Data, Death, and What Comes Next

Katie Shilton - April 30, 2024

A scholar outlines how to respect the digital traces the dead leave behind

Digital humanity in space.

The digital traces of the dead are increasingly part of our lives, argues professor of political science Carl Öhman in The Afterlife of Data. This supposition sparks Öhman’s groundbreaking empirical and philosophical exploration of how we should think about, and act to protect, data generated by those who have died. To make his arguments, Öhman draws from fields as diverse as philosophy, political science, history, sociology, museum and archival studies, human–computer interaction, and media studies. The book is compulsively readable, peppered with engaging personal anecdotes, rich historical examples, and analyses of major cultural touchstones that offer readers insight into one of the most important digital ethics debates of the day: how we should treat digital data about (dead) people.

Öhman begins by placing our interactions with the dead in historical and social context, likening our current digital age to the first ancient civilizations that lived among (rather than migrating away from) their dead. He then extends a current philosophical and policy debate about whether personal data should be thought of more like property, or more like something constitutive of personhood: what he calls “an informational body.” Öhman builds a convincing argument that digital data should be considered not only part of a person’s living body but also part of their corpse. This analogy provides guidance for legal and cultural protections to preserve the dignity of corpse-like digital data.
Öhman next moves into the territory of knowledge creation, exploring how digital data can serve as a diverse, representative, and (perhaps frighteningly) detailed archive of the lives of the dead. Öhman adds a convincing voice to a call begun by archivists, librarians, data curators, and researchers for urgent societal-level conversations about who should control, have access to, and be able to learn from the digital heritage documented by social data.

The book is sometimes sweeping in its statements, and some conclusions are less convincing than others. Öhman starts and ends with the argument that how we deal with our dead is at the core of how we define civilization—and that the dead’s digital presence among us therefore represents a civilization-shifting disruption. Even after reading the book’s many examples of tweets from the dead and artificial intelligence–enabled reanimations, I was unconvinced that the digital dead are manifestly present in the digital sphere and, therefore, disrupting our civilization in the ways Öhman argues. And although Öhman is refreshingly frank in calling out science fiction visions of the relationship between data and death, such as downloading consciousness or building sentient artificial intelligence, even the futures he sees as plausible—for example, platforms allowing huge numbers of bots that represent dead users to post indefinitely—seem dicey to confidently predict.

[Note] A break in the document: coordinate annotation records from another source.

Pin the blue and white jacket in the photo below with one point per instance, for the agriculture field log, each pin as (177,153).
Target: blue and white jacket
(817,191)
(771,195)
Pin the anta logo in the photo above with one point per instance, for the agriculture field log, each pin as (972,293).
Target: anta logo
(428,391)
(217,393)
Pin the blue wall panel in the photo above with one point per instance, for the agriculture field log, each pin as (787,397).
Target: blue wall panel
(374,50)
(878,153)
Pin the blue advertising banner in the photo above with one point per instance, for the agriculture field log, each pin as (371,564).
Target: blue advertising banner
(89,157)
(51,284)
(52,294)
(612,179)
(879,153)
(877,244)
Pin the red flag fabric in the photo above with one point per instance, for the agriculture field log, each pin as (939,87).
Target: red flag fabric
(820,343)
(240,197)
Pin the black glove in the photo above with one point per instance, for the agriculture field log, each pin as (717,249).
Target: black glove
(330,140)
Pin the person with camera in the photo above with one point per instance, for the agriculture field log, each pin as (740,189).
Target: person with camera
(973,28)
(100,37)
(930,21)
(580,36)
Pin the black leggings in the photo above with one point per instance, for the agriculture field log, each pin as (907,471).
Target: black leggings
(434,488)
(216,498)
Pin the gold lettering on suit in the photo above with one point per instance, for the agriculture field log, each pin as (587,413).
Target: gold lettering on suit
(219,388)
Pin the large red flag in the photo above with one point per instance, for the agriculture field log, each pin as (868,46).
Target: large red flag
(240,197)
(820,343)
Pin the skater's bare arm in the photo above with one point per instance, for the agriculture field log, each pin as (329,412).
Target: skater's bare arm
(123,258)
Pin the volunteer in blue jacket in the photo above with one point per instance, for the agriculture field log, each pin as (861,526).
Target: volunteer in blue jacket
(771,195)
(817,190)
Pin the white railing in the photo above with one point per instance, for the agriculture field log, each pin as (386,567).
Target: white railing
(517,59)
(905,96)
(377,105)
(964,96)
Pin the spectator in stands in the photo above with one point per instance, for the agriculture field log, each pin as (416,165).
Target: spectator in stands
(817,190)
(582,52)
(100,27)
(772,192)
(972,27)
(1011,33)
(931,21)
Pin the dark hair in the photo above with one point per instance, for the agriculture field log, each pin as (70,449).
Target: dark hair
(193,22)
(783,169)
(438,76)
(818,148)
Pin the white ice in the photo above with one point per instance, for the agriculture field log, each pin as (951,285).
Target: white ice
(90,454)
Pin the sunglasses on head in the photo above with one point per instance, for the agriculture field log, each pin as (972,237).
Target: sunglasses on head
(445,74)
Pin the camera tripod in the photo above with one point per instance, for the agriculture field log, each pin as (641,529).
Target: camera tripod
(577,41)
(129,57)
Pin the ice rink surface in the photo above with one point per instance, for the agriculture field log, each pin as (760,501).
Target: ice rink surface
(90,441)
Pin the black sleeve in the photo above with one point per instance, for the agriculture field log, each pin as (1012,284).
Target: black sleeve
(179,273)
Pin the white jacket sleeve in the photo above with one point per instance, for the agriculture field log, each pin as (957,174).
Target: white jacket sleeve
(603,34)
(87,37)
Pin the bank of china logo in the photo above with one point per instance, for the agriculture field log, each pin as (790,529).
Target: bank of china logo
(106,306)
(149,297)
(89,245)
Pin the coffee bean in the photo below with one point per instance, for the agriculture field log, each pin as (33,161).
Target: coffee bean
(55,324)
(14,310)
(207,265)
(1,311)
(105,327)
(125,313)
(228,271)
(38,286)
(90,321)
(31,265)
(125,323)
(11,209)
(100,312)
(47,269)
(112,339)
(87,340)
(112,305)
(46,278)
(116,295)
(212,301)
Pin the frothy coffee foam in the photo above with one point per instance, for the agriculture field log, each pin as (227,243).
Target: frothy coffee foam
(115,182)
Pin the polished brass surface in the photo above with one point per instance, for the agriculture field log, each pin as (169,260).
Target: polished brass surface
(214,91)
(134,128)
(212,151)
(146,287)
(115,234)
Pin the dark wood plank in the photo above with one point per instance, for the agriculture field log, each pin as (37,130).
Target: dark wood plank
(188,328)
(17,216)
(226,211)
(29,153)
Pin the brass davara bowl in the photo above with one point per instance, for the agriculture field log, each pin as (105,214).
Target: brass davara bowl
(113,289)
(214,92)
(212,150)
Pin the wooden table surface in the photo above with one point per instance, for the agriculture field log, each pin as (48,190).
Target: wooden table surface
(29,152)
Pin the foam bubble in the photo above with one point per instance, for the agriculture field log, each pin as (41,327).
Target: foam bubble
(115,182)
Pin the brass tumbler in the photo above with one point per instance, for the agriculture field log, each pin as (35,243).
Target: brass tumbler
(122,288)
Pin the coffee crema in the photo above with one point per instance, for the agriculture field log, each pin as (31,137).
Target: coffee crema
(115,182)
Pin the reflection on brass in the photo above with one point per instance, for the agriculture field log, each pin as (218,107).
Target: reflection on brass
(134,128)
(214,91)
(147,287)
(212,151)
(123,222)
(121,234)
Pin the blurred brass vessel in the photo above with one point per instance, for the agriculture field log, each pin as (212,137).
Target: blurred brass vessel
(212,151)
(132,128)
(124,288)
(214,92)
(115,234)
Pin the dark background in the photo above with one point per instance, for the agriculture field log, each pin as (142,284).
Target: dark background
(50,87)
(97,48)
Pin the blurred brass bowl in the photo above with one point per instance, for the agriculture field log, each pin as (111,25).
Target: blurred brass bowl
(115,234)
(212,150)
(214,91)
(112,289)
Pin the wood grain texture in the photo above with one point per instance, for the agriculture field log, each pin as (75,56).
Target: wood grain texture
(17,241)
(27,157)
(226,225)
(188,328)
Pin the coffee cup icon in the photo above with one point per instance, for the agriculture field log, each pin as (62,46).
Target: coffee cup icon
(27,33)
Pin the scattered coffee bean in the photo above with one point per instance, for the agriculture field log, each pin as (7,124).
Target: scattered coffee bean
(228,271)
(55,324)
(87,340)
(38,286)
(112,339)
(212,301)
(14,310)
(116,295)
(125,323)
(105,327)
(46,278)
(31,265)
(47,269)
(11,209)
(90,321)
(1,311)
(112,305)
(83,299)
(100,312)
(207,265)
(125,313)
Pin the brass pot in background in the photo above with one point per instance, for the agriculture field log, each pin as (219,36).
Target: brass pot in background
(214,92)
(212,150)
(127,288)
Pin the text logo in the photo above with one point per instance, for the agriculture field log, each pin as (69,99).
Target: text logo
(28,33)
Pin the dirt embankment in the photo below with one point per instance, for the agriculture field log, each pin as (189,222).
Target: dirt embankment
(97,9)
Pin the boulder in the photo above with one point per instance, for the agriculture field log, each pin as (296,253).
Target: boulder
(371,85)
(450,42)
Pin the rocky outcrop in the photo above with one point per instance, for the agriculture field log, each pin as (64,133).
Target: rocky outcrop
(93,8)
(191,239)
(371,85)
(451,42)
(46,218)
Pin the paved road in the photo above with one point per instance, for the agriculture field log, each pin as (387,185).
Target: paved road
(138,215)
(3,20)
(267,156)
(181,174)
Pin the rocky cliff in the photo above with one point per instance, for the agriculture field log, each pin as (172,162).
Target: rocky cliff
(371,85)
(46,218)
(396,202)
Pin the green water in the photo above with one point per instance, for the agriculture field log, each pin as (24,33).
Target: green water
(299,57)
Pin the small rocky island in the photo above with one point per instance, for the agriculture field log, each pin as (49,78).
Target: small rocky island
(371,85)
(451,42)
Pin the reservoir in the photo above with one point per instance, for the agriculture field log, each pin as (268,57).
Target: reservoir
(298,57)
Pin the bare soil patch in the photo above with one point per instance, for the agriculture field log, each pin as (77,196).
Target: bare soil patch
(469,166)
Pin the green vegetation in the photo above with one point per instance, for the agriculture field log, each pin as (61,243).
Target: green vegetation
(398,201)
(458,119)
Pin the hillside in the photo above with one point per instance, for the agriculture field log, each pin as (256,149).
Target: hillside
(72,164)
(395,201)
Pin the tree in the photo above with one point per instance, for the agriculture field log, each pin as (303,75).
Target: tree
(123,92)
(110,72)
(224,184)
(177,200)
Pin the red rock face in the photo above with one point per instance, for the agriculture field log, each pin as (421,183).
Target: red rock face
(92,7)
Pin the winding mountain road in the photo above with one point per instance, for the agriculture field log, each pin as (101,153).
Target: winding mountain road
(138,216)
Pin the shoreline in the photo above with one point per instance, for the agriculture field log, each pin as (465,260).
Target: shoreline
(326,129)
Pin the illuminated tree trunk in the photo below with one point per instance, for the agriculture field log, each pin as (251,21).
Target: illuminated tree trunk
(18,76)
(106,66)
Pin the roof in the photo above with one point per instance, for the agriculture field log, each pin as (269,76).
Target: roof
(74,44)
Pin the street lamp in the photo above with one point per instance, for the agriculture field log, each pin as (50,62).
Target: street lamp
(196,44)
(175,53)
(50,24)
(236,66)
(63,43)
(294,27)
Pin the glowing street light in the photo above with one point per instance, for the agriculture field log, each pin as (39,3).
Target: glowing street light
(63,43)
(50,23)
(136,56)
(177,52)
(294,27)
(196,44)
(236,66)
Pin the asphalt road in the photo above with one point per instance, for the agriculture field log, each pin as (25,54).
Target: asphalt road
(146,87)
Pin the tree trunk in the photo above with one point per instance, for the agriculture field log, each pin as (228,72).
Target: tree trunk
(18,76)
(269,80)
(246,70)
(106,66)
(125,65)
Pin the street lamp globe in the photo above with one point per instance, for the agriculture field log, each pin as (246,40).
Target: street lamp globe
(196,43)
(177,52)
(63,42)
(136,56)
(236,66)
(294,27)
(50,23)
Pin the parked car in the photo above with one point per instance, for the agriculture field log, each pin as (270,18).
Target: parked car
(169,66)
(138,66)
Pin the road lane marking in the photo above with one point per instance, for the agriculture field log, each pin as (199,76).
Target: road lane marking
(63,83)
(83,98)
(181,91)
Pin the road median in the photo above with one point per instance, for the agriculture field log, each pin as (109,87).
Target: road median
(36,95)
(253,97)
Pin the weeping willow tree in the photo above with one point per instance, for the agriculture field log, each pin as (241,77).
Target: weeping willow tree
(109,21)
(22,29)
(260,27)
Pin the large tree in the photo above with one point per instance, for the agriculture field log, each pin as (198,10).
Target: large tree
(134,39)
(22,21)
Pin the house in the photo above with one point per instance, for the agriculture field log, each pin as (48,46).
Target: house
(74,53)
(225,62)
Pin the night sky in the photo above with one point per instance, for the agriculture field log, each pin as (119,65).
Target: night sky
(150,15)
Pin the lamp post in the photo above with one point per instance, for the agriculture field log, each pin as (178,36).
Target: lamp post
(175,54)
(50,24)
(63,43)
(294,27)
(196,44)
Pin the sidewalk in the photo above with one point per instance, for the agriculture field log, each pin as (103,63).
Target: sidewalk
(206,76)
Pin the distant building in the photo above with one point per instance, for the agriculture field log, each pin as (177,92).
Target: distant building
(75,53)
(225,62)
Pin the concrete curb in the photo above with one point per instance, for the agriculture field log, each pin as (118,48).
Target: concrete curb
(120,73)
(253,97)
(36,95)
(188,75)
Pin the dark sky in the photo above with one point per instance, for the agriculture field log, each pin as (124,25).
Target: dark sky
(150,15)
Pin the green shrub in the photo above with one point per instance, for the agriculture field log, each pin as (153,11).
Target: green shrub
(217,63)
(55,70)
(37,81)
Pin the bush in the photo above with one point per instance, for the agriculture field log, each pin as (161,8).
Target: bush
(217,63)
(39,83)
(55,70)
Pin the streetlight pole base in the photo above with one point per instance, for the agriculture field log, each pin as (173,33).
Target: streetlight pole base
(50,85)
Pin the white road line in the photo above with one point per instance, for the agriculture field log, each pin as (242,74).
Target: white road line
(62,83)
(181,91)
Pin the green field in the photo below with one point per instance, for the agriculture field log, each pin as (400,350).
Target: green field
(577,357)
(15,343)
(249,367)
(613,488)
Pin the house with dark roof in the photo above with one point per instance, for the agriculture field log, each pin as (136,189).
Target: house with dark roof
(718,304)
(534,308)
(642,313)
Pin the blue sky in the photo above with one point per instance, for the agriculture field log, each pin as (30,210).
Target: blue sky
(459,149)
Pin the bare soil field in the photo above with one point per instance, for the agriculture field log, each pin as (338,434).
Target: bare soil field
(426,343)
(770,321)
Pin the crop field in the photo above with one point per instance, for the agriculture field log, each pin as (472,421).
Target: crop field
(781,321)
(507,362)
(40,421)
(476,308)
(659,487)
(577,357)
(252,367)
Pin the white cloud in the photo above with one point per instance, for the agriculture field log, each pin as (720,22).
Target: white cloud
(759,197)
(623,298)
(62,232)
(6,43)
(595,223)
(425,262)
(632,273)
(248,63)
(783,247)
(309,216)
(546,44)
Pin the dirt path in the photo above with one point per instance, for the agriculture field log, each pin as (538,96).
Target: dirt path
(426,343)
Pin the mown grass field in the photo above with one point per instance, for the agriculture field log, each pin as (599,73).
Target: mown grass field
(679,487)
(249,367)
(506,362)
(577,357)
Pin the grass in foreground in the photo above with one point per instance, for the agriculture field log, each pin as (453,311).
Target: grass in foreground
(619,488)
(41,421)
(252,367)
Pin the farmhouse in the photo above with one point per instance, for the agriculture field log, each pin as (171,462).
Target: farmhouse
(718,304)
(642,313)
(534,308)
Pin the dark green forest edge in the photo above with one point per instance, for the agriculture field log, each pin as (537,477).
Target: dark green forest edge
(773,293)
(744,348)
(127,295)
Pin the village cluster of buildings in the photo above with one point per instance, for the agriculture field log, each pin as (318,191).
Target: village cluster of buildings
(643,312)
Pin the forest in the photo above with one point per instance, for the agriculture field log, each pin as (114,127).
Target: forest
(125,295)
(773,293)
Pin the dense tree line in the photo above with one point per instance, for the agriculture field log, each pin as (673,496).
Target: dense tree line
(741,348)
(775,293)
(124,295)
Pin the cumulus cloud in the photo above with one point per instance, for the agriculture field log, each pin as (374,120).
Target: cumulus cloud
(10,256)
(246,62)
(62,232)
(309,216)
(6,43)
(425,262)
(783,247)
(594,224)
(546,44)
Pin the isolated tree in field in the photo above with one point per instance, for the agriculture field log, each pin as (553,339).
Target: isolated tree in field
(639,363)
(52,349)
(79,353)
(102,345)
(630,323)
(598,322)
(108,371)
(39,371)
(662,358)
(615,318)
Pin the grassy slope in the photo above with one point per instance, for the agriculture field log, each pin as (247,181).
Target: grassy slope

Fortunately, the challenges of predicting the future do not undermine the thought-provoking nature of Öhman’s call to action. As he argues, questions of digital data rights for the dead (and for the living, for that matter) require urgent democratic deliberation, and the book begins to sketch high-level ideas for action. Öhman recommends that large technology platforms adopt professional codes of ethics, such as those developed by museum professionals. More importantly, he advocates for expanding the number of organizations that have at least partial control over our digital heritage, decentralizing the absolute power now held by large technology companies. For example, he recommends that much-needed appraisal decisions about long-term data retention could be made by expert groups of archivists and historians, with the work coordinated by groups like international heritage nongovernmental organizations. And he emphasizes the urgent need for policy changes to include rights for the dead in evolving international data protection legislation.

Because the book is both accessible and wide-ranging, it would be a welcome addition to the classroom. Undergraduates and graduates in a variety of disciplines will find diverse, of-the-moment examples to inspire debates and perhaps change ingrained thinking about the nature of digital data. Furthermore, Öhman’s work holds the potential to influence not only current tech and policy decision-makers but also the next generation of software developers, social media executives, and policy-makers—the very generation that will increasingly live among the digital dead.